C’est le motif de la perte, de l’oubli qui domine fortement dans les haïkus. L’ensemble porte le titre en italien « Vivere il finire » (= Vivre la fin), suivi de « haïku ? » ; le point d’interrogation indique peut-être une distance vis-à-vis de la tradition du genre quant au contenu, la forme — 3 vers de 5, 7 et 5 syllabes — n’étant pas suivie, mais elle l’est rarement en français. On retrouve les images de l’eau, de la montagne, la présence du regard de l’être aimé et, par ailleurs, un double effet de miroir : le premier vers d’un haïku devient le dernier du suivant, et ce vers lui-même, « Eau qui remue dans l’eau » , présente un reflet. L’image de l’arbre, dépouillé comme dans les dessins de Farhad Ostovani, est arbre d’hiver, mais il est aussi présenté couvert comme au printemps, il introduit cependant le thème de la perte : les mots enfuis « bruissent dans le feuillage » ou, variante, on entend leur « bruissement dans les frondaisons ». Le verbe "bruire", qui s’emploie pour un bruit léger, est à l’infinitif pour rappeler le thème de la fin, insistant, « bruire / à l’automne de la vie ».

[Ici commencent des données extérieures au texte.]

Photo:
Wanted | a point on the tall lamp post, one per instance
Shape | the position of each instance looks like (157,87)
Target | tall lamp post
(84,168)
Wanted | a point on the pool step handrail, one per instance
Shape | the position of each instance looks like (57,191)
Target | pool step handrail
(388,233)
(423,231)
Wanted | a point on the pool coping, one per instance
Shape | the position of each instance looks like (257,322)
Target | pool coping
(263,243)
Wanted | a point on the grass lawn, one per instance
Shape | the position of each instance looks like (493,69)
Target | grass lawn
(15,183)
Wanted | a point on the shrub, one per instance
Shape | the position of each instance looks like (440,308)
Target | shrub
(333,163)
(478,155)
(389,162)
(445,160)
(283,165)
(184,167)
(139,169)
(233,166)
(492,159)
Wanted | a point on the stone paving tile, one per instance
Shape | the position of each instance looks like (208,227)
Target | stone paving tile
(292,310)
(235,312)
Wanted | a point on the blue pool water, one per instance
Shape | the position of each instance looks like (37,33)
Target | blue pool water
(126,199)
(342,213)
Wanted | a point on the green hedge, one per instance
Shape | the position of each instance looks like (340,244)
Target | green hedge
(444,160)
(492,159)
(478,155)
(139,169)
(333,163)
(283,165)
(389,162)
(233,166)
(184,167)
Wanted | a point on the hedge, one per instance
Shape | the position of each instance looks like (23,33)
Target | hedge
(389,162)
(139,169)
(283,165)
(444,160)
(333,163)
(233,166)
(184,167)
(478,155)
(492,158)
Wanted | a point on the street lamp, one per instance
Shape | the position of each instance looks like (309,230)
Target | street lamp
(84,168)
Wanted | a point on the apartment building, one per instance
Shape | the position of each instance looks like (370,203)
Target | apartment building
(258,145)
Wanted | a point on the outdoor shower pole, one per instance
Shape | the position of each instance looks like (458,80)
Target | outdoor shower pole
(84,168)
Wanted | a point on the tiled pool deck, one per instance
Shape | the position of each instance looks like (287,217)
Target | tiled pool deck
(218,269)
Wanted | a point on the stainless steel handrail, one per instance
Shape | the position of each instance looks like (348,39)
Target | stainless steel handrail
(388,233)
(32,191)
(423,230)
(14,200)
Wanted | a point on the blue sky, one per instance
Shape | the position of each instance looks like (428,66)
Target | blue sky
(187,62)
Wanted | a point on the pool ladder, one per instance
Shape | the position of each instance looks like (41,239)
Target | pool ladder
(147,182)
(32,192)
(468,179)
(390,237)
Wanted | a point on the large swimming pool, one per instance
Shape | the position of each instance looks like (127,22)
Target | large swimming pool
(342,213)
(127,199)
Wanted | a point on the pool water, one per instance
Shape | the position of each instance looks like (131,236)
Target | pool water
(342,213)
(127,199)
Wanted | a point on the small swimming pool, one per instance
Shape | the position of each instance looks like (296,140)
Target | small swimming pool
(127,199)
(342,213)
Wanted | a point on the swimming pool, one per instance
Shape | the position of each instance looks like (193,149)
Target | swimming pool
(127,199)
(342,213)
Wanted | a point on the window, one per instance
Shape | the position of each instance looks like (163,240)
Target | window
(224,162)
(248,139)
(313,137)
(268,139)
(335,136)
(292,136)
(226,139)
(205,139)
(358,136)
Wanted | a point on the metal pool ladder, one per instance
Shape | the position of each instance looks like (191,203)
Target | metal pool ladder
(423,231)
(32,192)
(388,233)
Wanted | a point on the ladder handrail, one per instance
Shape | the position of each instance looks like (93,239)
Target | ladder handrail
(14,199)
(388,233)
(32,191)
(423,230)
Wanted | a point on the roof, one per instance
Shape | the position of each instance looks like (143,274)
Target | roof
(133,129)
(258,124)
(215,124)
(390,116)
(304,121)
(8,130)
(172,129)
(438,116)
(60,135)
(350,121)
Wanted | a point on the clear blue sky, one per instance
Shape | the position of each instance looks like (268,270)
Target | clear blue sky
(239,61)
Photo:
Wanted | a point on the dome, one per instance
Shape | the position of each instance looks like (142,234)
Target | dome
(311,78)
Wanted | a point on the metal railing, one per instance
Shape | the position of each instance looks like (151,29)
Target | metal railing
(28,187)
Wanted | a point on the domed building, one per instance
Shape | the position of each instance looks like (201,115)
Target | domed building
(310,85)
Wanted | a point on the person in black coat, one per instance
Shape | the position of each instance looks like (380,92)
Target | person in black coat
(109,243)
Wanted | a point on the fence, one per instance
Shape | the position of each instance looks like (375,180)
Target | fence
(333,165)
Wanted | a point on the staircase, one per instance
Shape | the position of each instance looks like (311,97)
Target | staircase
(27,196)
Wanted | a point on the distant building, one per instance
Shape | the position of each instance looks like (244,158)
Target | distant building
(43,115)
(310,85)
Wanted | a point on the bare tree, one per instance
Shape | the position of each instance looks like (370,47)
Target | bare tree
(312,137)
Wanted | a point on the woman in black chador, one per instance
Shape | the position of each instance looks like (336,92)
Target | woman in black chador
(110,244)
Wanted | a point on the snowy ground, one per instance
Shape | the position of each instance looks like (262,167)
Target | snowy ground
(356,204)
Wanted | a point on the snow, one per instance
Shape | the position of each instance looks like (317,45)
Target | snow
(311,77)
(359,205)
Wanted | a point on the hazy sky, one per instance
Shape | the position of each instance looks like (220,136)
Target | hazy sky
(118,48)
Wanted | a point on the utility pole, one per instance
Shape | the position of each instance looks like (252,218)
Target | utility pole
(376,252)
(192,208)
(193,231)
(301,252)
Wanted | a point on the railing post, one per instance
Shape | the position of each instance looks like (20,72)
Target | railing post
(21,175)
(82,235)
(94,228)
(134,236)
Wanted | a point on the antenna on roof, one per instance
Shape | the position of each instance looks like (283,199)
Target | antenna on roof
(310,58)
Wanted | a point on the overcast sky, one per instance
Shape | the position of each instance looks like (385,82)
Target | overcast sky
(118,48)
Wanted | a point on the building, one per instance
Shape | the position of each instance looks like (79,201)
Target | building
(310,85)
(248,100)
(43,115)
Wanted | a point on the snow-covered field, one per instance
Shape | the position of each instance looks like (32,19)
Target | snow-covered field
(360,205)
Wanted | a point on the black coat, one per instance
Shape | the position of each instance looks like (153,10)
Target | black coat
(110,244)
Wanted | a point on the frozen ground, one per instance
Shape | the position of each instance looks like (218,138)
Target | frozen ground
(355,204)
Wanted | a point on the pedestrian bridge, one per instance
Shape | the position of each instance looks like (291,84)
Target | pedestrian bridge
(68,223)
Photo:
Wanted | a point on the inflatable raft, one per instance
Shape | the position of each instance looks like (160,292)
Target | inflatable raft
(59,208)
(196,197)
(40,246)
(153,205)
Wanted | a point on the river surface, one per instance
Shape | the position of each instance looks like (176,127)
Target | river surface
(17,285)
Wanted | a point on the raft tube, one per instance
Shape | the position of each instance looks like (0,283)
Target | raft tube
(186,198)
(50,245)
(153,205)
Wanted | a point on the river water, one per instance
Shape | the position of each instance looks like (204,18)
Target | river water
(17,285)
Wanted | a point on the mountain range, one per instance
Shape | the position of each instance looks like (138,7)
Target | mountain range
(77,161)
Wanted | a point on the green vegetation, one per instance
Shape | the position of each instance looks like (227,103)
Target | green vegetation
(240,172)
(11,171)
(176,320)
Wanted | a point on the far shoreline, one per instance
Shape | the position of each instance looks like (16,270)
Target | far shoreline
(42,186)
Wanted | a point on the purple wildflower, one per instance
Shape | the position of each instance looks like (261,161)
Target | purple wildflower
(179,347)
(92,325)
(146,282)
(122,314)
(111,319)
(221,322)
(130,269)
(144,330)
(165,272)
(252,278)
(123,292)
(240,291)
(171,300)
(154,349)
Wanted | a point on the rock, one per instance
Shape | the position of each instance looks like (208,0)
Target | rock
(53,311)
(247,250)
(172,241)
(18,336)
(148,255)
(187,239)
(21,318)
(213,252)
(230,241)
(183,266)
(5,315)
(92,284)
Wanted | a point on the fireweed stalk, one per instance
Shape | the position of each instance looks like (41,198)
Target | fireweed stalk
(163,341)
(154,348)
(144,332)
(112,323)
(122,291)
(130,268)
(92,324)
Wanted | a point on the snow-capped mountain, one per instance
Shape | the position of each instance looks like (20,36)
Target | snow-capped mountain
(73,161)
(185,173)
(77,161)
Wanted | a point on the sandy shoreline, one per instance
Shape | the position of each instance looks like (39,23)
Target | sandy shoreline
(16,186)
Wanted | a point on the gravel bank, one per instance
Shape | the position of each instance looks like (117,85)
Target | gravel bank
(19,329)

L’image classique de l’eau pour le temps qui passe est plusieurs fois présente, comme dans ce haïku :
Oubli au fil de l’eau
douce qui emporte nos jours
sans fin et sans issue.
S’imposent en effet « le vide », « le décombre des ans », « l’hiver bientôt en nous ». Ce qui peut trouver grâce, ce sont « les lointains d’hier », les souvenirs de la mère, liée à la musique, du visage du père, des moments de l’enfance, tous souvenirs qui suscitent l’écriture, comme l’évocation de lieux de la Toscane (Castel del piano, l’Amiata). Pourtant ce ne peut être un refuge, ce qui a disparu n’est évoqué que par fragments : il y a dans la poésie de Daniel Blanchard à la fois la nostalgie d’un paradis perdu et la certitude que seules des bribes du passé peuvent réapparaître, la mémoire, même si elle porte un chant, étant « un éboulis sans fin » :
La crue emporte toute
mémoire et laisse ton épave
au présent dévasté.
Boucle bouclée, le titre est repris comme premier vers du haïku final qui dit la disparition, celle du narrateur et celle de l’arbre :
Vivere il finire :
J’étreins devant moi mon absence
comme l’arbre la nuit.
Les poèmes de Daniel Blanchard appartiennent à une nouvelle collection de l’Atelier contemporain, qui compte un autre titre, Dans les prairies d’asphodèles, de Bruno Krebs, avec une lecture d’Antoine Emaz et des dessins de Cristine Guinamand. Il s’agit de livres cartonnés accompagnés de dessins, d’une grande qualité éditoriale, tant pour la photographie des dessins que pour la mise en pages.
* Laurent Albarracin, Plein vent, 111 haïkus, éditions Pierre Mainard.